Quelque 900.000 musulmans rohingyas de Birmanie s'entassent dans des cités de tentes dans le sud du Bangladesh, où plus de 600.000 d'entre eux sont arrivés depuis fin août pour fuir ce que l'ONU considère comme une épuration ethnique.
Dacca redoute un boom des naissances au sein de cette communauté qui a traditionnellement une progéniture nombreuse, ce qui aggraverait la précarité des conditions de vie dans les gigantesques camps.
Quelque 20.000 femmes rohingyas seraient actuellement enceintes et 600 auraient accouché depuis leur arrivée au Bangladesh, selon un décompte des autorités.
Mais une campagne de sensibilisation et des distributions de moyens contraceptifs parmi les Rohingyas n'ont pas suscité l'engouement espéré.

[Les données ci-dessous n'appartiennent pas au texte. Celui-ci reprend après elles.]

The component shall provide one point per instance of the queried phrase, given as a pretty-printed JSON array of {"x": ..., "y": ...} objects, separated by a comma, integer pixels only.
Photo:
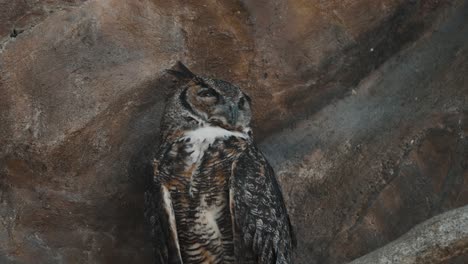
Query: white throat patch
[{"x": 203, "y": 137}]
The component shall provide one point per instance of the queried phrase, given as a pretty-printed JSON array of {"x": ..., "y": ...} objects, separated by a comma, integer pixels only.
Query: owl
[{"x": 213, "y": 197}]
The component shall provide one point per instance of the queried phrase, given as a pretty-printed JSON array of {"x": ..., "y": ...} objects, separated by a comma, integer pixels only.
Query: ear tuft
[{"x": 180, "y": 71}]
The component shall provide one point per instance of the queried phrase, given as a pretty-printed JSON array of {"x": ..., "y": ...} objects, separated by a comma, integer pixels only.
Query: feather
[{"x": 261, "y": 222}]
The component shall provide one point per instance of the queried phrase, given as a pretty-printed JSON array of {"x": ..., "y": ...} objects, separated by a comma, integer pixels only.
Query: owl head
[{"x": 201, "y": 101}]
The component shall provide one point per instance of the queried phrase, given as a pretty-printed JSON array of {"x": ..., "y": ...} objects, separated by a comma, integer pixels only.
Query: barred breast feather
[{"x": 215, "y": 200}]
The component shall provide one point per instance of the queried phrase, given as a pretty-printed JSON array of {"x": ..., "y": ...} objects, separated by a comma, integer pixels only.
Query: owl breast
[{"x": 196, "y": 171}]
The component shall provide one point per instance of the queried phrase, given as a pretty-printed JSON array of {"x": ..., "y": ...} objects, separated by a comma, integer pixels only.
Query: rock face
[{"x": 358, "y": 104}]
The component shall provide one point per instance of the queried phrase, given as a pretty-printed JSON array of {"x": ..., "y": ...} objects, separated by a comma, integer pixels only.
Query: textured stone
[
  {"x": 82, "y": 89},
  {"x": 434, "y": 241}
]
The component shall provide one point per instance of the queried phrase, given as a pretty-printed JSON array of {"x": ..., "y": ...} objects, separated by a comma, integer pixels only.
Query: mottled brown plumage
[{"x": 214, "y": 197}]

Le planning familial bangladais réfléchit donc à des méthodes plus radicales: il a sollicité du gouvernement la permission de pratiquer des vasectomies et des ligatures de trompes, sur la base du volontariat ; et un comité sanitaire doit encore donner son feu vert.
Le sexe comme passe-temps
"Les Rohingyas ont trop d'enfants, par ignorance. Toute la communauté a été volontairement ostracisée", explique à l'AFP Pintu Kanti Bhattacharjee, directeur du planning familial de Cox's Bazar.
Marginalisés depuis des décennies en Birmanie, les Rohingyas étaient de fait interdits d'accès aux hôpitaux et aux écoles. Et ils n'ont bénéficié d'aucune éducation sexuelle.
Les familles rohingyas sont généralement prolifiques, d'autant plus que certains hommes ont plusieurs épouses. Les travailleurs sociaux ont croisé certaines familles avec jusqu'à 19 enfants.
"La stérilisation des mâles est le meilleur moyen de contrôler la population. Si un homme est stérilisé, il ne peut plus faire d'enfants même s'il se marie quatre ou cinq fois", dit M. Bhattacharjee.
Dans une permanence du planning familial de Palongkhali, des travailleurs sociaux essayent difficilement de sensibiliser des femmes rohingyas, réticentes, à la contraception.
Sept fois mère, Sabura a amené son enfant d'un an qui souffre d'une carence aiguë de vitamines et de nutriments.
"J'ai parlé à mon mari des mesures de contrôle des naissances. Mais il n'est pas convaincu. On lui a donné deux préservatifs. Il ne les a cependant pas utilisés", déclare-t-elle à l'AFP.
"Mon époux dit que nous avons besoin de plus d'enfants car nous avons des terres et des biens (en Birmanie). Les nourrir n'est pas un souci", ajoute-t-elle, malgré l'improbabilité du retour des réfugiés dans l'Etat birman Rakhine (ouest).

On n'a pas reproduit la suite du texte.